You know, the sad thing is that throughout the history of Christianity, there are people in the Church who see that the Church is a tool for self-enrichment.  And God help the Church, when people like that get in charge, and Gehazi, at this point, is a warning to all of us. He goes after Naaman. He shakes him down. He makes up a story in order to get the money. Naaman is glad to give him a lot. He gives him a talent of silver, in verse 22, that is, 66 pounds of silver.  He asked for a talent. Naaman gives him two talents, gives him clothing and other things.  Naaman hides it all away and then returns to see Elisha.

And we see there in verse 25.

‘Then he went in and stood before his master Elisha. “Where have you been, Gehazi?” Elisha asked. “Your servant didn’t go anywhere,” Gehazi answered.  But Elisha said to him, “Was not my spirit with you when the man got down from his chariot to meet you? Is this the time to take money, or to accept clothes, olive groves, vineyards, flocks, herds, or menservants and maidservants”’ (2 Kings 5:25, 26)?

Look at verse 27. “‘Naaman’s leprosy will cling to you and to your descendants for ever.’ Then Gehazi went from Elisha’s presence and he was leprous, as white as snow” (2 Kings 5:27).

I am going to issue an imprecation:

May God curse every ministry that seeks to put money between people and God.  May God send his judgment on every ministry that seeks to extract from people money at the detriment of communicating the gospel, which is a gift by grace alone.  But may God bless every ministry, particularly in Central Louisiana, that seeks, first and foremost, to lift up Jesus and share the gospel of grace with people.
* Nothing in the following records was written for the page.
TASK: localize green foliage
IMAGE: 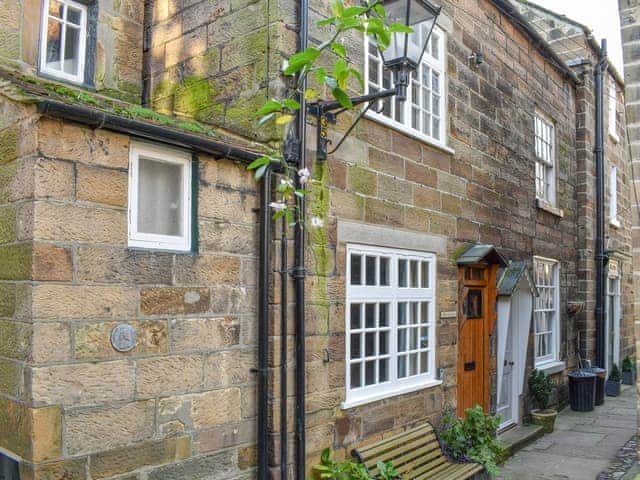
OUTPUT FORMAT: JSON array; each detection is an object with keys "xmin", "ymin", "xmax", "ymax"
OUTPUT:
[
  {"xmin": 529, "ymin": 370, "xmax": 553, "ymax": 410},
  {"xmin": 622, "ymin": 355, "xmax": 634, "ymax": 372},
  {"xmin": 313, "ymin": 448, "xmax": 400, "ymax": 480},
  {"xmin": 609, "ymin": 363, "xmax": 622, "ymax": 382},
  {"xmin": 440, "ymin": 405, "xmax": 504, "ymax": 475}
]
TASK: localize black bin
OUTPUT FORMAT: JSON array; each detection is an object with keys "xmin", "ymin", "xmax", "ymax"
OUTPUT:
[
  {"xmin": 583, "ymin": 367, "xmax": 607, "ymax": 406},
  {"xmin": 569, "ymin": 370, "xmax": 596, "ymax": 412}
]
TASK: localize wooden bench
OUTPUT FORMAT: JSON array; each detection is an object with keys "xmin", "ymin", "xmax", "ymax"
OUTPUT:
[{"xmin": 351, "ymin": 423, "xmax": 484, "ymax": 480}]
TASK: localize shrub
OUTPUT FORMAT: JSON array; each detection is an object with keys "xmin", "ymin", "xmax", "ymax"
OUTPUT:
[
  {"xmin": 440, "ymin": 405, "xmax": 504, "ymax": 475},
  {"xmin": 609, "ymin": 363, "xmax": 621, "ymax": 382},
  {"xmin": 622, "ymin": 355, "xmax": 633, "ymax": 372},
  {"xmin": 313, "ymin": 448, "xmax": 400, "ymax": 480},
  {"xmin": 529, "ymin": 370, "xmax": 553, "ymax": 410}
]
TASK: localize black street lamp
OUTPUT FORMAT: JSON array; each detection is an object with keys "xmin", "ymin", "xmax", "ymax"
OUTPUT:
[{"xmin": 309, "ymin": 0, "xmax": 441, "ymax": 160}]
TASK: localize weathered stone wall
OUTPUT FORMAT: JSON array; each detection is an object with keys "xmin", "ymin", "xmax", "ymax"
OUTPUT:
[
  {"xmin": 0, "ymin": 95, "xmax": 257, "ymax": 480},
  {"xmin": 298, "ymin": 1, "xmax": 578, "ymax": 464},
  {"xmin": 0, "ymin": 0, "xmax": 144, "ymax": 103}
]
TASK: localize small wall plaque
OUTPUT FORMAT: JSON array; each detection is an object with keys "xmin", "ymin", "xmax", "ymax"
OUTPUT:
[{"xmin": 111, "ymin": 323, "xmax": 138, "ymax": 352}]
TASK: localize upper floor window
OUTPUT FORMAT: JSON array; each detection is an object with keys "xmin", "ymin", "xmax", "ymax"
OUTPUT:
[
  {"xmin": 40, "ymin": 0, "xmax": 89, "ymax": 83},
  {"xmin": 609, "ymin": 167, "xmax": 620, "ymax": 227},
  {"xmin": 345, "ymin": 245, "xmax": 437, "ymax": 406},
  {"xmin": 609, "ymin": 80, "xmax": 619, "ymax": 141},
  {"xmin": 129, "ymin": 143, "xmax": 191, "ymax": 251},
  {"xmin": 365, "ymin": 26, "xmax": 446, "ymax": 146},
  {"xmin": 535, "ymin": 112, "xmax": 556, "ymax": 205},
  {"xmin": 533, "ymin": 257, "xmax": 560, "ymax": 368}
]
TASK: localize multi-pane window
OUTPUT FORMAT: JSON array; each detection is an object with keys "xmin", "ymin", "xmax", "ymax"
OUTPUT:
[
  {"xmin": 129, "ymin": 143, "xmax": 191, "ymax": 251},
  {"xmin": 609, "ymin": 167, "xmax": 619, "ymax": 226},
  {"xmin": 40, "ymin": 0, "xmax": 88, "ymax": 83},
  {"xmin": 533, "ymin": 258, "xmax": 560, "ymax": 366},
  {"xmin": 365, "ymin": 25, "xmax": 446, "ymax": 145},
  {"xmin": 534, "ymin": 113, "xmax": 556, "ymax": 205},
  {"xmin": 609, "ymin": 80, "xmax": 618, "ymax": 140},
  {"xmin": 346, "ymin": 245, "xmax": 436, "ymax": 403}
]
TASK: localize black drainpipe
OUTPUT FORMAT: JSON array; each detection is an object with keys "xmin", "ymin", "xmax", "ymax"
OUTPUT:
[
  {"xmin": 293, "ymin": 0, "xmax": 309, "ymax": 480},
  {"xmin": 140, "ymin": 0, "xmax": 154, "ymax": 108},
  {"xmin": 257, "ymin": 168, "xmax": 271, "ymax": 480},
  {"xmin": 594, "ymin": 39, "xmax": 608, "ymax": 367}
]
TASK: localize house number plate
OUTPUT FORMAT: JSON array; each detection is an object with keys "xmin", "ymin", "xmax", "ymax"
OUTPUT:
[{"xmin": 111, "ymin": 323, "xmax": 138, "ymax": 352}]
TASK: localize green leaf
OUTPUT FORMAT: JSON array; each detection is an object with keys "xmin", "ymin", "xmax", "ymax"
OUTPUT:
[
  {"xmin": 282, "ymin": 98, "xmax": 300, "ymax": 110},
  {"xmin": 284, "ymin": 47, "xmax": 320, "ymax": 75},
  {"xmin": 331, "ymin": 88, "xmax": 353, "ymax": 108},
  {"xmin": 256, "ymin": 100, "xmax": 282, "ymax": 117},
  {"xmin": 247, "ymin": 156, "xmax": 271, "ymax": 170},
  {"xmin": 331, "ymin": 42, "xmax": 347, "ymax": 58},
  {"xmin": 388, "ymin": 22, "xmax": 413, "ymax": 33}
]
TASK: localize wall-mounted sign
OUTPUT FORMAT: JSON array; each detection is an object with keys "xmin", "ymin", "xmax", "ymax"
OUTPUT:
[{"xmin": 111, "ymin": 323, "xmax": 138, "ymax": 352}]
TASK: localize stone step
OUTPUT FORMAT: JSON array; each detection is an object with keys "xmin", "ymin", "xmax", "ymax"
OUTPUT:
[{"xmin": 498, "ymin": 425, "xmax": 544, "ymax": 463}]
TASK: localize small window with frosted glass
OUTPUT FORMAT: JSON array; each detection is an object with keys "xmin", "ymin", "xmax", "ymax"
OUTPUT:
[
  {"xmin": 40, "ymin": 0, "xmax": 89, "ymax": 83},
  {"xmin": 129, "ymin": 143, "xmax": 191, "ymax": 251}
]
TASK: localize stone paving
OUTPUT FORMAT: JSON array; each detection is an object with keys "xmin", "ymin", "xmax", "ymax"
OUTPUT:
[{"xmin": 497, "ymin": 387, "xmax": 638, "ymax": 480}]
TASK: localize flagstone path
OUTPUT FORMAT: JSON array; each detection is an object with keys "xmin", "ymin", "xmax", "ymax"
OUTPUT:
[{"xmin": 497, "ymin": 387, "xmax": 638, "ymax": 480}]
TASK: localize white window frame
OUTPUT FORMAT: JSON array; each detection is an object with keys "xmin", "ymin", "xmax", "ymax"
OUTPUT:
[
  {"xmin": 342, "ymin": 244, "xmax": 442, "ymax": 408},
  {"xmin": 609, "ymin": 78, "xmax": 620, "ymax": 142},
  {"xmin": 39, "ymin": 0, "xmax": 89, "ymax": 83},
  {"xmin": 533, "ymin": 110, "xmax": 557, "ymax": 207},
  {"xmin": 363, "ymin": 26, "xmax": 452, "ymax": 151},
  {"xmin": 533, "ymin": 256, "xmax": 560, "ymax": 370},
  {"xmin": 609, "ymin": 165, "xmax": 620, "ymax": 228},
  {"xmin": 128, "ymin": 142, "xmax": 191, "ymax": 252}
]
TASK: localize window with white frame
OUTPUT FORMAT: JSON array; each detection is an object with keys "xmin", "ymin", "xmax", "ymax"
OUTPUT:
[
  {"xmin": 345, "ymin": 245, "xmax": 436, "ymax": 405},
  {"xmin": 534, "ymin": 112, "xmax": 556, "ymax": 205},
  {"xmin": 609, "ymin": 166, "xmax": 619, "ymax": 226},
  {"xmin": 129, "ymin": 142, "xmax": 191, "ymax": 251},
  {"xmin": 609, "ymin": 79, "xmax": 618, "ymax": 140},
  {"xmin": 40, "ymin": 0, "xmax": 88, "ymax": 83},
  {"xmin": 365, "ymin": 25, "xmax": 446, "ymax": 146},
  {"xmin": 533, "ymin": 257, "xmax": 560, "ymax": 367}
]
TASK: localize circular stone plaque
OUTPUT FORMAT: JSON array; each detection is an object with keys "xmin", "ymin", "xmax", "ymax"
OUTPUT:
[{"xmin": 111, "ymin": 323, "xmax": 138, "ymax": 352}]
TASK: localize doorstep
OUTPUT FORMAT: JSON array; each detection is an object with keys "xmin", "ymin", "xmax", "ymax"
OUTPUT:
[{"xmin": 498, "ymin": 425, "xmax": 544, "ymax": 463}]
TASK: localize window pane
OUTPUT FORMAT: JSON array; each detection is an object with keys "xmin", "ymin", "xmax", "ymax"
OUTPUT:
[
  {"xmin": 351, "ymin": 255, "xmax": 362, "ymax": 285},
  {"xmin": 350, "ymin": 363, "xmax": 362, "ymax": 388},
  {"xmin": 138, "ymin": 157, "xmax": 184, "ymax": 236},
  {"xmin": 380, "ymin": 257, "xmax": 389, "ymax": 285},
  {"xmin": 64, "ymin": 26, "xmax": 80, "ymax": 75},
  {"xmin": 351, "ymin": 303, "xmax": 362, "ymax": 330},
  {"xmin": 351, "ymin": 333, "xmax": 362, "ymax": 359},
  {"xmin": 364, "ymin": 303, "xmax": 376, "ymax": 328},
  {"xmin": 365, "ymin": 256, "xmax": 376, "ymax": 285}
]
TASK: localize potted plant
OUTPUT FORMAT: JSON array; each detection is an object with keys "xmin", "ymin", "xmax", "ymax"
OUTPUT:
[
  {"xmin": 529, "ymin": 370, "xmax": 558, "ymax": 433},
  {"xmin": 605, "ymin": 363, "xmax": 622, "ymax": 397},
  {"xmin": 622, "ymin": 355, "xmax": 634, "ymax": 385}
]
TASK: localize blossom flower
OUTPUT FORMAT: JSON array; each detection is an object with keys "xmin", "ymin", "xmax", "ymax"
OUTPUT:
[{"xmin": 269, "ymin": 202, "xmax": 287, "ymax": 212}]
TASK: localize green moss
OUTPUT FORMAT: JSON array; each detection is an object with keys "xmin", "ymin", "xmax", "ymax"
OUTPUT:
[
  {"xmin": 0, "ymin": 245, "xmax": 32, "ymax": 280},
  {"xmin": 0, "ymin": 125, "xmax": 20, "ymax": 164},
  {"xmin": 0, "ymin": 207, "xmax": 16, "ymax": 243}
]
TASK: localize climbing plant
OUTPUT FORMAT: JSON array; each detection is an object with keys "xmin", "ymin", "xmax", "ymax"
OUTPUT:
[{"xmin": 247, "ymin": 0, "xmax": 412, "ymax": 225}]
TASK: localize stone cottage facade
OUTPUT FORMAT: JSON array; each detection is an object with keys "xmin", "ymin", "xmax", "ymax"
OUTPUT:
[{"xmin": 0, "ymin": 0, "xmax": 633, "ymax": 480}]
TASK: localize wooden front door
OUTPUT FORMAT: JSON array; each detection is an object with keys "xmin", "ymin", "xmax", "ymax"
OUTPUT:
[{"xmin": 457, "ymin": 265, "xmax": 497, "ymax": 417}]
And may God supply the need of every group of believers who want, before everything else, to lift up Jesus and to serve others with the gospel.

It is the curse of Gehazi. 

May God deliver us from ever being “Gehazis,” from being those who see an opportunity to enrich ourselves, especially at the cost o the souls of people who are weak and frail and often bruised and when we do so, we break them.  God help us not to be that way.

And so the closing word to you is:

May your giving always be voluntary, may it not be coerced, may it never be manipulated, may you give of your own free will, not merely out of duty, but because you want to.  And may the doors of this church close the day that we try to twist your arm to give what God is not leading you to give.

In Jesus’ name. 

Lord, bless us as we go from this place that we may be people who always lift up Jesus and the gospel that is by grace alone, through faith alone, in Christ alone. And may we communicate to the world that we are here to serve, to wash their feet and not to be served.

In Jesus’ name.


The above is the fourth of five teachings on giving.

  1. Giving is sacrificial, but it is not done in order to win God’s favor; it is founded on the sacrifice of Christ.
  2. Giving flows from a surrendered heart. The money is not important to God; it is the surrender of the heart.
  3. Giving is done with joy in the privilege of giving.
  4. Giving is never done merely out of duty, but voluntarily.
  5. Giving is done by means of faith.